Les inspecteurs, qui étaient à cent lieues de s’imaginer que le chargement de la camionnette consistait en gangsters décédés, et qui, pour tout dire, se sentaient un peu émus en présence d’une personnalité aussi riche et aussi influente que Lewis Barrett, éclatèrent d’un rire poli. Jimmy Cannon déclara :
— Faut pas qu’on vous retienne, monsieur Barrett, rapport à cette blague…
Lewis Barrett sourit et remit le moteur en marche :
— On vous retrouve tout à l’heure, dit-il. Tu leur as montré les cigares et le scotch, Danny ? Et il serait temps que tu bouges, toi aussi.
— Où a-t-on une chance de vous retrouver, mettons dans un quart d’heure ? cria Joe Appelgate, tandis que la camionnette prenait de la vitesse. À la bibliothèque ?
— Non, dans le jardin, devant le grand perron, répondit Marty Kurz. D’accord, Jimmy ?
— D’accord, dit Jimmy en suivant des yeux la camionnette.
— J’ai manqué m’évanouir, soupira Williamson. S’ils avaient jeté un coup d’œil sous la…
— Cette idée ! grogna Lewis Barrett.
— Si jamais je me sors de cette aventure, dit Williamson, je me tiendrai à carreau, pour tout ce qui est meurtre et meurtriers. Je vous le promets, Monsieur.
— On va suivre la haie jusqu’au bout, de ce côté-ci, et on reviendra sur l’autre côté, décida Lewis Barrett en prenant le virage. Maintenant, tout va dépendre de Danny. Je commence à avoir les chocottes, moi aussi.
— Fais pas d’imprudences, conseilla Joe Appelgate. Tu te rends compte, si on emboutissait quelqu’un avec ce chargement !
*
Au milieu de l’allée, Jimmy Cannon prenait congé de Danny :
— On va récupérer nos souris, dit-il, et on se reverra tout à l’heure.

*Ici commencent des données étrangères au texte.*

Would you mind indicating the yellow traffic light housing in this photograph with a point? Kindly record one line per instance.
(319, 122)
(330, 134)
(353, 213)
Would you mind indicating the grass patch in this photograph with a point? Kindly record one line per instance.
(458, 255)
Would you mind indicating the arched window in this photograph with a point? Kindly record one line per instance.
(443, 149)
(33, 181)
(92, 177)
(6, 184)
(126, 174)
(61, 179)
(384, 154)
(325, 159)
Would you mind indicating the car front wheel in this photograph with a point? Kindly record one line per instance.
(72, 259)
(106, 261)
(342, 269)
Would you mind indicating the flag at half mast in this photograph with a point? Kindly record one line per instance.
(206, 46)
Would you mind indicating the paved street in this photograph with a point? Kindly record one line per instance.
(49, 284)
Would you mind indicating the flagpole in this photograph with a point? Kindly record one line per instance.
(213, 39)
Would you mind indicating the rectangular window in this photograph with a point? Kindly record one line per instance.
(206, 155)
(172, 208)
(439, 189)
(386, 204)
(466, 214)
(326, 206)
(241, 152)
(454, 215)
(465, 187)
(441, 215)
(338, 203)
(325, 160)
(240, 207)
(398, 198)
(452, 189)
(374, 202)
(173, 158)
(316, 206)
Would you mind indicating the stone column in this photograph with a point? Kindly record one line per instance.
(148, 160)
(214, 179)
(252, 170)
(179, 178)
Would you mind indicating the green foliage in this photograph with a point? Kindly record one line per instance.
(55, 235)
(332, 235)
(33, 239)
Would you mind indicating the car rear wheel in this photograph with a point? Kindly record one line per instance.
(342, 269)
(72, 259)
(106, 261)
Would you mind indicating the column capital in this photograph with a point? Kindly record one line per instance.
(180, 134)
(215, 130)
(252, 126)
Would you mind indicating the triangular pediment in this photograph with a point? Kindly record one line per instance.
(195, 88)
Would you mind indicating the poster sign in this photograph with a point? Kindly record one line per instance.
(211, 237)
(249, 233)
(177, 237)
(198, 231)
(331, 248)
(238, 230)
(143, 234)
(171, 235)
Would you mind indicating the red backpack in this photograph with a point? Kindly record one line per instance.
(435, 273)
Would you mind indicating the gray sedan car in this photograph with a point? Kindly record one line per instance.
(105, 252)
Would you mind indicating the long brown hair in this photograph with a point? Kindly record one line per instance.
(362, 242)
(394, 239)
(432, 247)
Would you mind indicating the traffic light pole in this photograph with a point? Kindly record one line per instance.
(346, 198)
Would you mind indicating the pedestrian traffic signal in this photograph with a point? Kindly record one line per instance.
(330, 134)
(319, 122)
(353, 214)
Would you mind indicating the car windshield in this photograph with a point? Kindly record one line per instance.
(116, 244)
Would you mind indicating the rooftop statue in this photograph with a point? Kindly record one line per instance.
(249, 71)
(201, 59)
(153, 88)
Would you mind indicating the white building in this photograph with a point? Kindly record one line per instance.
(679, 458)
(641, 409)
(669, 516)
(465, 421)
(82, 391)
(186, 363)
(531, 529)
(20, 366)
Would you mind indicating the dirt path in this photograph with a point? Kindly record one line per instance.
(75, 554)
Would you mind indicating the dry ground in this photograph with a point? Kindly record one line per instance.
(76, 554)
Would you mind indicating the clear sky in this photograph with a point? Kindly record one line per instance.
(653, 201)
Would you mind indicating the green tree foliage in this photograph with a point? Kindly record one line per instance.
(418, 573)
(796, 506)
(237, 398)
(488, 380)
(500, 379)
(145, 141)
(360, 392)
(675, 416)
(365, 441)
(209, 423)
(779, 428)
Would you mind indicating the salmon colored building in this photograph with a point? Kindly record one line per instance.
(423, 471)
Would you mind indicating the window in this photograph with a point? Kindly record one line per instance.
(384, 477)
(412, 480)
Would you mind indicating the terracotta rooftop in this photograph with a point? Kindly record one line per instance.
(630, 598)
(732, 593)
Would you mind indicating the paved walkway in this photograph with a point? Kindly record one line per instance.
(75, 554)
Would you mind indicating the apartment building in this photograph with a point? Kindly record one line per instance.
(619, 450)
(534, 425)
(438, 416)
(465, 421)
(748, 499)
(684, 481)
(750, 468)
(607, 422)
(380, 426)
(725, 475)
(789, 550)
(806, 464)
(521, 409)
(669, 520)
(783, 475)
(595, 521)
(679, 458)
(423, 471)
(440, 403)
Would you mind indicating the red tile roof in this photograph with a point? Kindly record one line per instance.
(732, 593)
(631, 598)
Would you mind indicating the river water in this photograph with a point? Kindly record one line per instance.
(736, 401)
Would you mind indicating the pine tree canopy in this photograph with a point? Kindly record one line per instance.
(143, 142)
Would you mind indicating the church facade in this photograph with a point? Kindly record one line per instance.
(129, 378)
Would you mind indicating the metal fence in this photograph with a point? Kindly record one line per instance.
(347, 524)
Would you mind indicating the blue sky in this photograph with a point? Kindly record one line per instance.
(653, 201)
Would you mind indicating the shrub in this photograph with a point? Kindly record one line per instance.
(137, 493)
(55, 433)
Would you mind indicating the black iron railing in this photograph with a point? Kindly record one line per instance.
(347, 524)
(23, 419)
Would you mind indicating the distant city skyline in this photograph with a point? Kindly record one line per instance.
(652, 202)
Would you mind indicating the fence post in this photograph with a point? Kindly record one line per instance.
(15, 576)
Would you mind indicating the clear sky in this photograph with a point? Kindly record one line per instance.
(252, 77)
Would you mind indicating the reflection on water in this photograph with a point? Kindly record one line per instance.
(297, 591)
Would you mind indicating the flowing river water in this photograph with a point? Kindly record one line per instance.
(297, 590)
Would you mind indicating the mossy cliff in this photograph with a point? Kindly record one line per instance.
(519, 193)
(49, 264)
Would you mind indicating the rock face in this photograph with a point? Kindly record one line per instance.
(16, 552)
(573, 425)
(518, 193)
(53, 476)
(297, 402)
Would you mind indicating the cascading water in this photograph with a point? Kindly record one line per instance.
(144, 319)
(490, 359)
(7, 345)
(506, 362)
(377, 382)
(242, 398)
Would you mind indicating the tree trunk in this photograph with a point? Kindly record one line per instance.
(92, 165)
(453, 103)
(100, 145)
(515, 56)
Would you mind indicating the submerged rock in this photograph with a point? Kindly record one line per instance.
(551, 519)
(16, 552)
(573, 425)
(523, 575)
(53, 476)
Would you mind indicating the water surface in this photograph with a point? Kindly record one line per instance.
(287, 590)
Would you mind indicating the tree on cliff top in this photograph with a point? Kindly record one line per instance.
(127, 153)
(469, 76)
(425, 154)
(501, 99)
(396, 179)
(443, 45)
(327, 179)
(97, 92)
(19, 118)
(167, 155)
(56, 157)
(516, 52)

Danny serra les mains tendues et les deux policiers s’en allèrent d’un pas vif, tournant le coin de la maison. Danny avait approché de ses yeux sa montre-bracelet, et s’efforçait de déchiffrer l’heure, quand, au-dessus de lui, Louie Luto fit : « Pst ! »
Danny leva la tête et Luto chuchota :
— Alors, on descend ?
— Non, attendez-moi, j’arrive tout de suite. Faut que je fasse le vide sur les derrières de la baraque.
Il partit au galop, se glissa dans la maison, prit un escalier de service et parvint à la chambre où Haggerty-la-Vadrouille avait trouvé asile, et qui, à l’extrémité de l’aile gauche prolongeant l’énorme masse du bâtiment principal, faisait pendant à cet autre refuge provisoire qui abritait Louie Luto, dit « la Moulure ».